Seguimos caminando y Rodrigo siguió comentando sobre los diferentes lugares importantes, como el Cabildo y el Colegio Nacional Buenos Aires. Habló con mucho respeto cuando se refirió a este último, pero también con tono de tristeza.
Ese sentimiento también lo percibí en las dos mujeres. Intenté buscar una respuesta, pero no encontré ninguna, y ese parecía ser un tema delicado como para que se los preguntara directamente.
Al parecer, de ese colegio se habían egresado muchos hombres importantes para el país, desde presidentes, hasta artistas y científicos. El edificio estaba al lado de la iglesia San Ignacio. Cuando empezó a hablar de los jesuitas que la fundaron, la religión y la Santísima Trinidad perdí completamente mis esperanzas de llegar algún día a comprender a los humanos.
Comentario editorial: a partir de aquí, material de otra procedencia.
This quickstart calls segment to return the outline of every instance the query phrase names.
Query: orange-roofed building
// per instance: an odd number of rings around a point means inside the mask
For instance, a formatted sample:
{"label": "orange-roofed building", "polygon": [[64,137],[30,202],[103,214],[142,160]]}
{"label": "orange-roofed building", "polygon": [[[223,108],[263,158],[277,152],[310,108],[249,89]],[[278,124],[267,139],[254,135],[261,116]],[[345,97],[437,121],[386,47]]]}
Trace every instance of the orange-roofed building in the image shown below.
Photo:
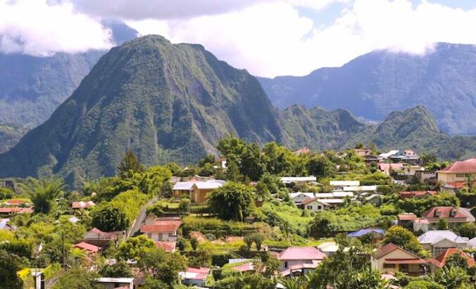
{"label": "orange-roofed building", "polygon": [[141,226],[141,233],[154,241],[176,242],[177,231],[182,222],[180,217],[158,218],[154,214],[147,216]]}
{"label": "orange-roofed building", "polygon": [[401,272],[410,276],[425,273],[426,261],[392,243],[377,250],[370,262],[374,269],[382,273]]}
{"label": "orange-roofed building", "polygon": [[89,254],[97,253],[101,250],[101,247],[98,247],[86,242],[78,243],[77,244],[74,245],[73,248],[81,249],[87,252]]}
{"label": "orange-roofed building", "polygon": [[410,199],[413,198],[430,198],[437,195],[436,191],[407,191],[400,192],[400,198],[402,200]]}
{"label": "orange-roofed building", "polygon": [[443,184],[457,185],[466,181],[468,176],[476,177],[476,158],[455,162],[451,165],[437,172],[438,181]]}
{"label": "orange-roofed building", "polygon": [[453,254],[459,255],[463,258],[465,259],[466,262],[468,262],[468,267],[475,266],[475,259],[470,257],[466,253],[463,252],[461,249],[455,248],[448,248],[446,251],[438,255],[436,258],[427,259],[427,262],[430,264],[430,269],[432,274],[434,275],[437,269],[439,268],[443,268],[444,264],[446,264],[448,257]]}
No tenía idea de lo que me hablaba y tampoco entendía como él podía contarme de un mundo tan bello como El Paraíso sin ni siquiera haber estado. Pero lo más incomprensible fue la historia de Jesús, sobre todo en la parte de la reencarnación, hecho que iba mucho más allá de mi imaginación. Aunque, a pesar de ello, sentí un atisbo de esperanza. Por un momento imaginé que sucediera lo mismo con mi madre, pero esas ilusiones se desvanecieron en seguida cuando pregunté si podía pasar lo mismo con alguien como “nosotros”.
Rodrigo largó una risotada y dijo que era imposible. Explicó el por qué de ello, pero no terminé por entender quién o qué era Jesús. ¿Cómo podía ser el hijo de Dios y a la vez ser el Dios mismo y, por si fuera poco, ser también el espíritu santo? Pero sobre todo me asombraba la existencia de Dios. ¿Cómo sabían que ese era su nombre si nunca le hablaron? ¿Y como hace él para saber todo y estar en todos los lugares a la vez?
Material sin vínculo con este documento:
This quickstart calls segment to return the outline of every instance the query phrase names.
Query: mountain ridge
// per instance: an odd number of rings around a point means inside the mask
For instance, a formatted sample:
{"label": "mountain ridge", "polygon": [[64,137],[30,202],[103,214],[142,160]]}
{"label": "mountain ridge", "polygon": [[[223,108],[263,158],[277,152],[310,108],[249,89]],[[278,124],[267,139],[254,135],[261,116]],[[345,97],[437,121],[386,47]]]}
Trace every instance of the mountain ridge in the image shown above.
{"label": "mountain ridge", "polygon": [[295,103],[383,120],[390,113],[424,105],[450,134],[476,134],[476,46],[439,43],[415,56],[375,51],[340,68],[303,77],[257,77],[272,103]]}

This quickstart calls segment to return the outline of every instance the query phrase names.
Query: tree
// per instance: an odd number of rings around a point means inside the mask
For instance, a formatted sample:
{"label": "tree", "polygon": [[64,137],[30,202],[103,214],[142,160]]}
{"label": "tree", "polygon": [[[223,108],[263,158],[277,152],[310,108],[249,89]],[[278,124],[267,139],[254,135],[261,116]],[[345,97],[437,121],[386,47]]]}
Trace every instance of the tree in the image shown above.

En otras palabras, me fue un tema totalmente incomprensible.
Luego cambiamos de conversación, pero yo ya no escuchaba con la misma atención que antes. Sentía sobre mí los días de insomnio. A penas podía mantener los ojos abiertos, y cada paso era un esfuerzo infinito.
La familia percibió mi estado y decidió volver a la casa.
Cuando faltaban unos minutos para llegar, unos hombres salieron disparados en dirección opuesta a nosotros y casi nos tira al piso. Sorprendidos como estábamos, nos quedamos mirando a los dos hombres que corrían sin importar que hubiera a su paso, que no advertimos la presencia de otros cinco más que venían atrás, persiguiendo a los primeros.
Yo estaba demasiado cansado como para reaccionar, y a penas ofrecí resistencia cuando uno me empujó para sacarme del paso.
Caí hacia atrás, a la calle. Y el caballo de un carruaje paró bruscamente para no pisarme. Al estar tan cerca de mí, percibió mi olor y su instinto animal no tardó en actuar. Intentó zafarse del carro, pero estaba bien amarrado. Asustado, se paró sobre sus dos patas relinchando fuertemente.
Yo a apenas le presté atención, estaba demasiado ocupado sintiendo el punzante dolor de las heridas, aún no curadas, que se me habían vuelto a abrir al chocar contra las duras piedras de la calle.
Ni siquiera me percaté que el humano que bajaba del carruaje intentando calmar al animal era Víctor, uno de los soldados que había viajado conmigo.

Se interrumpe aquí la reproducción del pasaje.